Así, una lengua acorazonada se origina cuando el frenillo corto la tensa hacia abajo, hasta deformarla. Recordemos que la lengua debe terminar en forma alargada y fina, pero en algunos recién nacidos es muy notorio ver el corazón cuando llora, sin embargo, en otros, pasa desapercibido. 

Tipos de frenillos cortos

• LEVE

Frenillo corto que no interfiere con las funciones de la lengua: succión, deglución, masticación ni fonación.

• MODERADO

Frenillo corto que dificulta la alimentación; posteriormente causa alteraciones en el lenguaje y en la posición de los dientes.

•  SEVERO

La lengua está fusionada con el piso de la boca; hay dificultad para la deglución y la succión. Se presentan alteraciones importantes en el lenguaje, por el impacto en los dientes, encías y maxilar.

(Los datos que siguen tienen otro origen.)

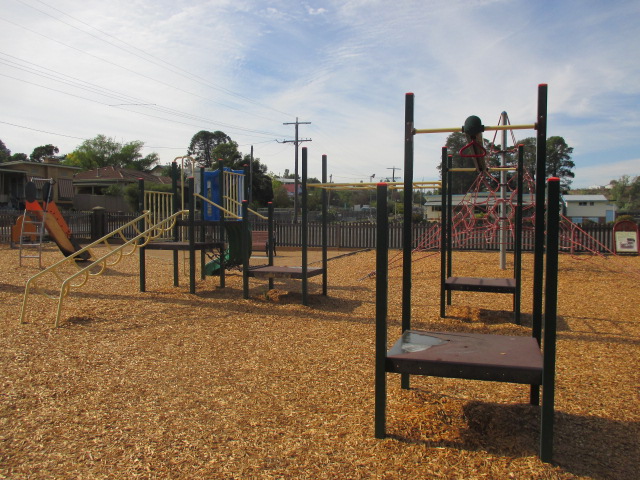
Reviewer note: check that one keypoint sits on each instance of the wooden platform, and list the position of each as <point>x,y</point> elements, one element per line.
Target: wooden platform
<point>283,272</point>
<point>183,245</point>
<point>479,284</point>
<point>472,356</point>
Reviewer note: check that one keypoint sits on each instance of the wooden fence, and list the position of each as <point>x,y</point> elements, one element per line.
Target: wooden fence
<point>342,235</point>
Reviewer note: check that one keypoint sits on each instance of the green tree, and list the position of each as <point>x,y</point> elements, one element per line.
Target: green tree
<point>280,195</point>
<point>559,163</point>
<point>5,153</point>
<point>202,147</point>
<point>625,192</point>
<point>102,151</point>
<point>40,153</point>
<point>461,182</point>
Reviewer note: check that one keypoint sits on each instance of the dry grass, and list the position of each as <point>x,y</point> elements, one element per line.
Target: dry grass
<point>165,384</point>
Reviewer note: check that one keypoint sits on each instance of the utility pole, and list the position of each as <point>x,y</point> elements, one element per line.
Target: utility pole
<point>393,177</point>
<point>296,142</point>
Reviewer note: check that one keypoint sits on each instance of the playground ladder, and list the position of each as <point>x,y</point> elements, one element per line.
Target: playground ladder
<point>32,235</point>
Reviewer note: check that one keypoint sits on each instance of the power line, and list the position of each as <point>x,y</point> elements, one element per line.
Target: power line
<point>174,69</point>
<point>296,142</point>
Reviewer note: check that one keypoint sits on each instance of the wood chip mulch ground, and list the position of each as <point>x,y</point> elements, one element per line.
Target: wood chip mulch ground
<point>169,385</point>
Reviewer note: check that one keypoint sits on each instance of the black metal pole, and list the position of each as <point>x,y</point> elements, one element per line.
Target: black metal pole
<point>220,201</point>
<point>176,229</point>
<point>407,231</point>
<point>202,227</point>
<point>325,260</point>
<point>141,227</point>
<point>538,255</point>
<point>271,242</point>
<point>449,222</point>
<point>550,316</point>
<point>517,247</point>
<point>245,239</point>
<point>382,265</point>
<point>444,218</point>
<point>192,236</point>
<point>305,239</point>
<point>541,164</point>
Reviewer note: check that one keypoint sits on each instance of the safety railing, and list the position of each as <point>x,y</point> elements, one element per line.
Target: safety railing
<point>100,263</point>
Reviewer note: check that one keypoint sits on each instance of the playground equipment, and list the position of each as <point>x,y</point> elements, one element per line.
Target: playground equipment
<point>99,262</point>
<point>497,358</point>
<point>303,272</point>
<point>473,129</point>
<point>449,283</point>
<point>29,229</point>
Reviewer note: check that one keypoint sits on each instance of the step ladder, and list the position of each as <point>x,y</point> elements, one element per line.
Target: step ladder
<point>32,235</point>
<point>33,225</point>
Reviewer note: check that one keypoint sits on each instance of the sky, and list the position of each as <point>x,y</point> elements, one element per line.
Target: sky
<point>159,71</point>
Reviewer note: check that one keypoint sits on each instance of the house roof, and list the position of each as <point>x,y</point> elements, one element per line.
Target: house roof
<point>119,175</point>
<point>41,164</point>
<point>585,198</point>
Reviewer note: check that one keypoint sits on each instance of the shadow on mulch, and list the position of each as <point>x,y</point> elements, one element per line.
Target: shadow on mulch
<point>588,446</point>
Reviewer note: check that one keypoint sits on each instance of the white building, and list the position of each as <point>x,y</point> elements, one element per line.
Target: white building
<point>596,208</point>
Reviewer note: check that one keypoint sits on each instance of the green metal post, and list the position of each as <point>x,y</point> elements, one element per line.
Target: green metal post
<point>407,231</point>
<point>325,259</point>
<point>538,258</point>
<point>517,247</point>
<point>382,265</point>
<point>449,222</point>
<point>202,227</point>
<point>305,239</point>
<point>192,236</point>
<point>550,316</point>
<point>270,239</point>
<point>221,223</point>
<point>142,228</point>
<point>245,249</point>
<point>444,218</point>
<point>176,229</point>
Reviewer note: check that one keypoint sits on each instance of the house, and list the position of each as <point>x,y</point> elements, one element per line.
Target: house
<point>91,187</point>
<point>595,208</point>
<point>15,175</point>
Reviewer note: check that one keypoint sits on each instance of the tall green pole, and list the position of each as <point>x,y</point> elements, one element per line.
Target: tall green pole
<point>407,235</point>
<point>550,316</point>
<point>538,259</point>
<point>192,236</point>
<point>324,228</point>
<point>305,239</point>
<point>382,265</point>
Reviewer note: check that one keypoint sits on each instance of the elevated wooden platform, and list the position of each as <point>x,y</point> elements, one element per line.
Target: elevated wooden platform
<point>473,356</point>
<point>282,272</point>
<point>478,284</point>
<point>183,246</point>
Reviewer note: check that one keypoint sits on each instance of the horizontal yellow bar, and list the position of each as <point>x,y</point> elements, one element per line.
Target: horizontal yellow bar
<point>486,128</point>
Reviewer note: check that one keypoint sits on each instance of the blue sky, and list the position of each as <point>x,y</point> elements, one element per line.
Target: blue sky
<point>159,71</point>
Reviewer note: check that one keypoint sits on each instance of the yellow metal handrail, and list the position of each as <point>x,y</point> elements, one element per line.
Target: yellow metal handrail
<point>100,263</point>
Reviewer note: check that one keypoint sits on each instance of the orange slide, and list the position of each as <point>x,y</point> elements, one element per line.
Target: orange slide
<point>56,227</point>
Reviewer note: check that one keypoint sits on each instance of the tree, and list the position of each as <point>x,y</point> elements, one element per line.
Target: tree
<point>5,153</point>
<point>40,153</point>
<point>559,163</point>
<point>102,151</point>
<point>461,182</point>
<point>626,193</point>
<point>202,146</point>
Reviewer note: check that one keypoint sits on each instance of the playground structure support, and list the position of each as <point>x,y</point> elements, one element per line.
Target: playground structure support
<point>486,357</point>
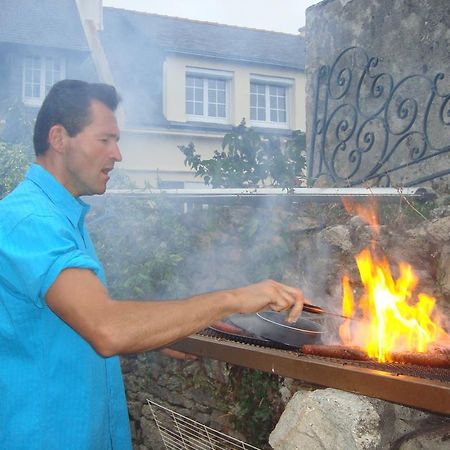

Los varones más afectados con problemas de frenillo

Al respecto, el estomatólogo Eduardo de la Teja Ángeles, adscrito al Servicio de Estomatología Pediátrica, del Instituto Nacional de Pediatría, explica que el frenillo corto, grueso o ambos afecta entre dos o tres de cada 10 mil recién nacidos y, es más frecuente en los varones.

No obstante, algunos investigadores estiman que la cifra de afectados puede llegar hasta el 10.7% de los bebés. “Lamentablemente poco se habla del frenillo, por eso tenemos un número reducido de diagnosticados, pues los padres solo se dan cuenta de que algo anda mal cuando el pequeño ya comienza a hablar y se le dificulta la pronunciación de ciertos fonemas como: r, rr, l, t y s.»

Algunas familias tienen por genética el frenillo corto, por ello si los padres, abuelos o tíos lo tuvieron, es posible que los descendientes también.

La importancia de la lengua en la salud:

  1. Es esencial a la hora de amamantar, puesto que el bebé puede realizar los movimientos de succión y deglución cuando se le pone al seno materno.
  2. Permite una óptima alimentación, pues es fundamental al momento “prensarse” al seno materno. Si no ocurre así, el bebé no ganará peso.
  3. Ayuda al desarrollo correcto del lenguaje, pues es clave en la pronunciación de ciertos sonidos.
  4. Estimula el crecimiento y desarrollo de los huesos del maxilar, así como de los dientes.
  5. Evita que los dientes que salgan “chuecos” o encimados.
  6. Permite una adecuada higiene de la boca y reduce el número de caries dentales.

Tratamiento para el frenillo

A fin de evitar problemas en los menores de edad, De la Teja Ángeles recomienda que todos los niños sean revisados del frenillo en los primeros días tras el nacimiento. Y en caso de ser necesario se brinde un tratamiento integral:

*Si el frenillo es demasiado corto y dificulta la alimentación del bebé, es necesario realizarle una cirugía en la que se corta. Pero debe hacerla un experto porque se corre el riesgo de infecciones, ahogamiento —con la misma sangre— del recién nacido cuando se hace dicho corte, pues aunque sea poca sangre para el bebé equivale a mucha.

*Si no es necesaria la cirugía, pues el recién nacido se alimenta bien, se le mandarán ejercicios compensatorios con movimientos de la lengua que deberá realizar desde los dos a tres años de edad.

En caso de que el niño cumpla los 4 años y su frenillo no se haya corregido por sí mismo, se puede hacer la cirugía con todos los cuidados posibles.